若旦那様の憂鬱


「花、帰ったのか?」

襖の向こうから声がしてドキンと鼓動が弾む。
どうしていつもタイミング良くこの人は現れるんだろう…。

「うん。ただいま…。」

「入るぞ。」

と、言うや早くズカズカと入って来た柊生は着物姿の若那様で、今日は紺色の袴姿だったから余計ドキドキしてしまう。

「脱げないのか?」

そう言って、いとも簡単に帯締めをするすると解いていく。

「えっ⁉︎ありがとう…キツくてなかなか解けなかったの…。」

「そんな事だと思って来たんだ。
帯も解いてやるから。
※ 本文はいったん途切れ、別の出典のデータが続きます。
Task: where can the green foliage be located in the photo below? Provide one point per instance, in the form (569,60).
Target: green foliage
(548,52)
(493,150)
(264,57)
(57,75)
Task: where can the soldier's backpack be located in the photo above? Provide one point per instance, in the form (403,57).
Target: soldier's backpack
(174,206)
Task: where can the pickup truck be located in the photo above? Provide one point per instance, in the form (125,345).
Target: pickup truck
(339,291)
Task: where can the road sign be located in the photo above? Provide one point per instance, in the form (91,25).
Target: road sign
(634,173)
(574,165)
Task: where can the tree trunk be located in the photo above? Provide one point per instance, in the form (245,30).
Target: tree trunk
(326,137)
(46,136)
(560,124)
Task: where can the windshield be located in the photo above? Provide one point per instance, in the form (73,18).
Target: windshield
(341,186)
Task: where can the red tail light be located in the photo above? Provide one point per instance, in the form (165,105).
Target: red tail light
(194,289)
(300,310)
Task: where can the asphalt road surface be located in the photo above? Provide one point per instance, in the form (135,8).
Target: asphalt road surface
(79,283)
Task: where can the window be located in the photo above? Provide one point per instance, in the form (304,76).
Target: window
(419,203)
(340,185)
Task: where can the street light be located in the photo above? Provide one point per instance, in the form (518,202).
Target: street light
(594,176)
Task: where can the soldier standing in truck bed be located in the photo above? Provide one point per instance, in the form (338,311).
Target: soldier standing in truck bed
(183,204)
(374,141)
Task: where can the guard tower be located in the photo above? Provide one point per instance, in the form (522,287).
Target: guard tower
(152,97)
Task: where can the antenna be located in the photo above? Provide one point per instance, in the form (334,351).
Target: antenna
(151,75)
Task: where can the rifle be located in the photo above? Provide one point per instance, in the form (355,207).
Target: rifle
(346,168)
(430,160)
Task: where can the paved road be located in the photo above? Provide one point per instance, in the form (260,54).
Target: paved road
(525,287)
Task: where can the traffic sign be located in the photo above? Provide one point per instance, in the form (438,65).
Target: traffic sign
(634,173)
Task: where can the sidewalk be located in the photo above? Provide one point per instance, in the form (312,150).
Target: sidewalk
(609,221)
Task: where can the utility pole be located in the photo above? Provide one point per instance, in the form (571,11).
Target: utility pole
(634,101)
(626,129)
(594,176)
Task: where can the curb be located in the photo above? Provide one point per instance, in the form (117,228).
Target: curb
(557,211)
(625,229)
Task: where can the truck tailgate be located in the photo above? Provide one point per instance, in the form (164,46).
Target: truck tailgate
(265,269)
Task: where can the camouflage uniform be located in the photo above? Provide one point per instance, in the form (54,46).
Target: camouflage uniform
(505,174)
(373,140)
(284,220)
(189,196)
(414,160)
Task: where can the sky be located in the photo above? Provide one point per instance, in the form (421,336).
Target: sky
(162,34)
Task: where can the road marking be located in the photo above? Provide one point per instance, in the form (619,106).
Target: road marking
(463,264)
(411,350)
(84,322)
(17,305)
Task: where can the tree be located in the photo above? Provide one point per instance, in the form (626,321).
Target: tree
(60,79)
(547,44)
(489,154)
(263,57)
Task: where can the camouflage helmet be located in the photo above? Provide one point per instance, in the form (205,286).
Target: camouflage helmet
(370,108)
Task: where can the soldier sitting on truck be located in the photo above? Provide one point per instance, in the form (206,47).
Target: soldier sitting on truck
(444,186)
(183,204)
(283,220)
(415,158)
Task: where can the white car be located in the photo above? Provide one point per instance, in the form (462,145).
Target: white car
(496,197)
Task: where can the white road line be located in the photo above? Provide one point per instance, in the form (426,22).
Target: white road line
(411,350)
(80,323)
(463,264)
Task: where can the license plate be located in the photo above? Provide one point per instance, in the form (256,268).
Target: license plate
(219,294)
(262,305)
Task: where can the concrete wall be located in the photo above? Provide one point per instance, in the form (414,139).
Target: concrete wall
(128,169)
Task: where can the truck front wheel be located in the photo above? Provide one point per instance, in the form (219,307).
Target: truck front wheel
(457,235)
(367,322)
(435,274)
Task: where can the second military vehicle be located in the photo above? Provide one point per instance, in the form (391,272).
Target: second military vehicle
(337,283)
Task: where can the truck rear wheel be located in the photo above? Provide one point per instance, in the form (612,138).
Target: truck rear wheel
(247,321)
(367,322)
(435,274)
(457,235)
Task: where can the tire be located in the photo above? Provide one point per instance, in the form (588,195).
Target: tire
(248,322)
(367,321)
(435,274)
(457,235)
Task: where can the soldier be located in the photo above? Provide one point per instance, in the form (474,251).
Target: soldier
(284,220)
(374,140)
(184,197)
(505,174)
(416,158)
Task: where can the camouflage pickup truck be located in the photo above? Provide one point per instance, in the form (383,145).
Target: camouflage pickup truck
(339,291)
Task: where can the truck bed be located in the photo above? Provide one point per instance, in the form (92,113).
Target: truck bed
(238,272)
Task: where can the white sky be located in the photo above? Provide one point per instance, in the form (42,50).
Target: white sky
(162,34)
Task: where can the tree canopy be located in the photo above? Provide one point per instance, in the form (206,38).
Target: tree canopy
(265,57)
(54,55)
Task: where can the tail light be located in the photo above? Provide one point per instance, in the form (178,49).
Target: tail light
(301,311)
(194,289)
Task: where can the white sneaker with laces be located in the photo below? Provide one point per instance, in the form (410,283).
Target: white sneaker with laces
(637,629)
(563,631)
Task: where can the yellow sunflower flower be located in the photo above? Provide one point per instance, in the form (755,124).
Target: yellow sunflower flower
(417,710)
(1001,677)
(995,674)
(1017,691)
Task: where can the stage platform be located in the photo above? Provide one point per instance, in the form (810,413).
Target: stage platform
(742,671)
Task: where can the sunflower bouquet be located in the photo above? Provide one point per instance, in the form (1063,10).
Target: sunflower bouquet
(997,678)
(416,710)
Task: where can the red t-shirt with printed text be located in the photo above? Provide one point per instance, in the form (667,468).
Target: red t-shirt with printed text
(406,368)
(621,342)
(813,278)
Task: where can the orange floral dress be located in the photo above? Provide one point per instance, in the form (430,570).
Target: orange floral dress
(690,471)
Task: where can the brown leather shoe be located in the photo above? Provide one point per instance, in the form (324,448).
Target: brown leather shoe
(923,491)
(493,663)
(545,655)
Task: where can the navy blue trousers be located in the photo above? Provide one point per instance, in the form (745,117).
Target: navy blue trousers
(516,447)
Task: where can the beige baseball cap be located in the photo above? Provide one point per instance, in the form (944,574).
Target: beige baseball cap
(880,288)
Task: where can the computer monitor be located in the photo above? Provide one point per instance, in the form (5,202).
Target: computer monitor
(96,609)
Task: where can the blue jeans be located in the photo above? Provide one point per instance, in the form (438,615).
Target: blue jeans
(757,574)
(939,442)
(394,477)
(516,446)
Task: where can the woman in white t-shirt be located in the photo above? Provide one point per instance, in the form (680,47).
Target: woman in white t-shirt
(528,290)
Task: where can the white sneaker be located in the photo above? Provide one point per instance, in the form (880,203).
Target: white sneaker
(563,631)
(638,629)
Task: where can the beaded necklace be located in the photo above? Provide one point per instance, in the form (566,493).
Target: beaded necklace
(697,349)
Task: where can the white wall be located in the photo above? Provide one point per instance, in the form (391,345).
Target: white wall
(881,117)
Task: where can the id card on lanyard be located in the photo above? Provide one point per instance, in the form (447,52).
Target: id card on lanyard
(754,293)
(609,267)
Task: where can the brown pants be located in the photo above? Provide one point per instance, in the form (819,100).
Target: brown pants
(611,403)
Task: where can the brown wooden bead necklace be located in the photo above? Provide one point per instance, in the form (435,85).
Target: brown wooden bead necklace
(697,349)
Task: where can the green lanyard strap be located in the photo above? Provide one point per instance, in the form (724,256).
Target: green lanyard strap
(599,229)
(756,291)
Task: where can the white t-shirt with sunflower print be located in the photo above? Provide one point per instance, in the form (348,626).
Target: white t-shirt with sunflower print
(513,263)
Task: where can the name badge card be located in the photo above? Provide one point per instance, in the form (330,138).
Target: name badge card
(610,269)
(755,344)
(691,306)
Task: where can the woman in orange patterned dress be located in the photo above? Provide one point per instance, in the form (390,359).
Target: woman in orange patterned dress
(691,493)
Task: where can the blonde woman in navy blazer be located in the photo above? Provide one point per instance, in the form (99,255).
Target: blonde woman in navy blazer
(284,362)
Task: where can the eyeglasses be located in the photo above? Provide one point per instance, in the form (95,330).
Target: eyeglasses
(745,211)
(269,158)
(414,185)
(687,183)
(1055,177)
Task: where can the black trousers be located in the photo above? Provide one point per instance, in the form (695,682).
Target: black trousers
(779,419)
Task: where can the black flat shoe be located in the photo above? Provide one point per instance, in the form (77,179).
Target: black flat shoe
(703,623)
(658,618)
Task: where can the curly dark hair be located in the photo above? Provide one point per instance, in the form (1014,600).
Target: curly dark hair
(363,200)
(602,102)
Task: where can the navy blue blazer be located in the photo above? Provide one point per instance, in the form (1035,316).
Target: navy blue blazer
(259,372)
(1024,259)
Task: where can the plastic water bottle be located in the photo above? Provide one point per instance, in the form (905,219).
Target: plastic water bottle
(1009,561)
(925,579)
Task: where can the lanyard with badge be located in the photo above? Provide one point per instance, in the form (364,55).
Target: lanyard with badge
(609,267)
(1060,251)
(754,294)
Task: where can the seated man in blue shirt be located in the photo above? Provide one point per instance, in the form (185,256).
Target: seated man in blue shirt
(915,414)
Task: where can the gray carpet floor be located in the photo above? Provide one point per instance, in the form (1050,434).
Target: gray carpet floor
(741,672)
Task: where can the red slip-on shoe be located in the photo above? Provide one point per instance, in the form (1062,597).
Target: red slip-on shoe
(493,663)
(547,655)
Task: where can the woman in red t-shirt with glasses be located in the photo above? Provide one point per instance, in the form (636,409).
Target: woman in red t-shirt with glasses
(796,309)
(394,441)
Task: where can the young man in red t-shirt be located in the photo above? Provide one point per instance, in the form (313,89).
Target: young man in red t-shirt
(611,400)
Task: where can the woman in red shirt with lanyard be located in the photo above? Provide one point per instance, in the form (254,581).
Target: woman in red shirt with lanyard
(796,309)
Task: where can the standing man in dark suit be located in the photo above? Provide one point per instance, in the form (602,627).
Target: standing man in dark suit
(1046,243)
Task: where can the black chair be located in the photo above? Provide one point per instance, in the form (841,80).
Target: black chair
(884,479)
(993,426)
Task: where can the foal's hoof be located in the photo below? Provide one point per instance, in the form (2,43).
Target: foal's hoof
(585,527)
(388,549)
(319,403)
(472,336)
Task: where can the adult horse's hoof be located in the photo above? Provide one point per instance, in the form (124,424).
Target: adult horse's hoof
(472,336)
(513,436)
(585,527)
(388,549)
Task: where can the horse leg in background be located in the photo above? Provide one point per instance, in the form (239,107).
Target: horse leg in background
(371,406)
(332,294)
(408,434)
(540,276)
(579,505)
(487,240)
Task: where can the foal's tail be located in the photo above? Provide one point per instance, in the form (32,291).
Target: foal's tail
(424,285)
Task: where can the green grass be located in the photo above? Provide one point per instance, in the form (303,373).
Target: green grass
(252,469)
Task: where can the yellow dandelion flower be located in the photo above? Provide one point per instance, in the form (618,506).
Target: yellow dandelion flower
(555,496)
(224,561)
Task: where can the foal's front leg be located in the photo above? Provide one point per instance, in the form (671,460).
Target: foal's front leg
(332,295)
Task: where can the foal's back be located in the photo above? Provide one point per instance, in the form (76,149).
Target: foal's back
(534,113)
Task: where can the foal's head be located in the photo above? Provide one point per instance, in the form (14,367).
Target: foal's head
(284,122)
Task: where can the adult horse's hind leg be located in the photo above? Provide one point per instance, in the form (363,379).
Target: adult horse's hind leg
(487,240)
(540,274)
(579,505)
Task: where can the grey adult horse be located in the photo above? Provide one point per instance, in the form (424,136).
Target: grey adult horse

」

そう言って、簡単に帯も解く。

お腹の締め付けが一気に無くなってホッとする。
「ありがとう。
お腹がキツくて限界だったから助かったよ。」

ハハっと柊生は笑う。

「後は自分で出来るだろ。
少し休んだらレンタル店に来てくれたらいいから。
一式頼んである。」

「ありがとう。
あと…この帯締めと帯留め柊君が買ってくれたんだってね。
みんなが可愛いって褒めてくれたよ。
ありがとうね。」
 
花がお礼を言うと、
柊生は優しい笑顔を向け、

「俺が買った事内緒にしてって頼んだのに…。 
別に兄として当たり前の事をしたまでだ。知り合いの呉服屋さんにも頼まれたしな。」
 
だとしても、妹の為にここまでしてくれるのは柊君しかいないよと、花は思う。